On Thursday, Piramal Pharma announced their financial results for the third quarter of the fiscal year which ended on December 31, 2022. The company reported a consolidated net loss of 90 crore Rupees.
This news was in contrast to the company’s performance in the same quarter of the previous fiscal year. During the October to December period of the previous year, Piramal Pharma recorded a net profit of 163 crore Rupees.
In terms of revenue, the company generated 1,716 crore Rupees from its operations during the third quarter of this fiscal year. This is compared to the revenue of 1,539 crore Rupees that the company earned in the same quarter of the previous fiscal year.

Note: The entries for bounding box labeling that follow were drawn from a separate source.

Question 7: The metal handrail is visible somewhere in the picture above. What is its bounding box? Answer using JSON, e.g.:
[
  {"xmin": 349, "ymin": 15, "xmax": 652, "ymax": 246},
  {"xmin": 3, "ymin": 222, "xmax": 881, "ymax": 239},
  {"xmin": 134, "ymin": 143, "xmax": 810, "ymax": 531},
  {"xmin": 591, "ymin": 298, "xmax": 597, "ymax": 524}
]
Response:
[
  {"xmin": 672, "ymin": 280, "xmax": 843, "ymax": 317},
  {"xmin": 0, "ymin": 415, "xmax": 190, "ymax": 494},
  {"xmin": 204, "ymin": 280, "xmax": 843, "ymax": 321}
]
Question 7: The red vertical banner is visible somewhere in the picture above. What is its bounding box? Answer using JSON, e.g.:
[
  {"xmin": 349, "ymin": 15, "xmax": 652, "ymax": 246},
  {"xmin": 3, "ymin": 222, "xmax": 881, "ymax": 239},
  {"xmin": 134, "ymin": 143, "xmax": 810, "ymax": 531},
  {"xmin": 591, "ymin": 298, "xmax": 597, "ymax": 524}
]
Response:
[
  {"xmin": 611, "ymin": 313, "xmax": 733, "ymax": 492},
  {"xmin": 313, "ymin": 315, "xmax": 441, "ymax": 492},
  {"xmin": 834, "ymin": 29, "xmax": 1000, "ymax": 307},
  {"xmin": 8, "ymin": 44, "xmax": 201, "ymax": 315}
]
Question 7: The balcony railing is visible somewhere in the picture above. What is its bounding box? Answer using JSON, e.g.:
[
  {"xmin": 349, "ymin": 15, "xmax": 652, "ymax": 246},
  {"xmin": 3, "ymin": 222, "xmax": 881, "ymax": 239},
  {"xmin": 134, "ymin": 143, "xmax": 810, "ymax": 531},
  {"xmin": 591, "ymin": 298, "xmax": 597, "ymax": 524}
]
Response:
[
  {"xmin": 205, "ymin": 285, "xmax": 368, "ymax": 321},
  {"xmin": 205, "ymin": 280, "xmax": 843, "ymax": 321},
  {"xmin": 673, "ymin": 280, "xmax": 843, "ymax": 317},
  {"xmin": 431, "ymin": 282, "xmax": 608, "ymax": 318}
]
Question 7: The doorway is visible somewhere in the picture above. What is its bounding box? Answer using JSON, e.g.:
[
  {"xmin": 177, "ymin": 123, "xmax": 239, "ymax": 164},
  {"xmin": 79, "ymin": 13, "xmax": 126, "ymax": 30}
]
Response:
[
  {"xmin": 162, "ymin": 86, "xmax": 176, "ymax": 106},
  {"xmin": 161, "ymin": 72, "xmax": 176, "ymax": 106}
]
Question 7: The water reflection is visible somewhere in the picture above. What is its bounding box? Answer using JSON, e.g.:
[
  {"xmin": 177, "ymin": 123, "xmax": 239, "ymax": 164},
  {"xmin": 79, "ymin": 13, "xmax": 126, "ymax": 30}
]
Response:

The company stated that the results of the third quarter cannot be compared to the results of the same period in the previous year because, on August 12, 2022, the National Company Law Tribunal approved the plan to separate the pharmaceutical business of Piramal Enterprises Limited into a separate entity called Piramal Pharma Limited.
Additionally, the National Company Law Tribunal also approved the merging of two wholly-owned subsidiaries of Piramal Pharma, Hemmo Pharmaceuticals and Convergence Chemical, into Piramal Pharma itself, with the designated date for the merger being April 1, 2022.
As a result of the above approval, the financial statements of Piramal Pharma have taken into account the effects of the separation plan as of April 1, 2022.
The Chairperson of Piramal Pharma, Nandini Piramal, stated that based on the recent growth in customer interactions and the ongoing receipt of Request for Proposals, they are of the belief that the demand for contract development and manufacturing organization (CDMO) services, particularly for their unique offerings, remains strong.
Furthermore, Nandini Piramal also mentioned that the India consumer healthcare division of the company is experiencing growth driven by their top-performing brands, and their investment in e-commerce channels is also producing favorable outcomes.
Piramal declared that they have faith in the potential of their business and, in accordance with their goal of growth, the board has approved the proposal to issue equity shares with a total value not exceeding Rs 1,050 crore, pending receipt of necessary regulatory approvals, market conditions, and other relevant factors.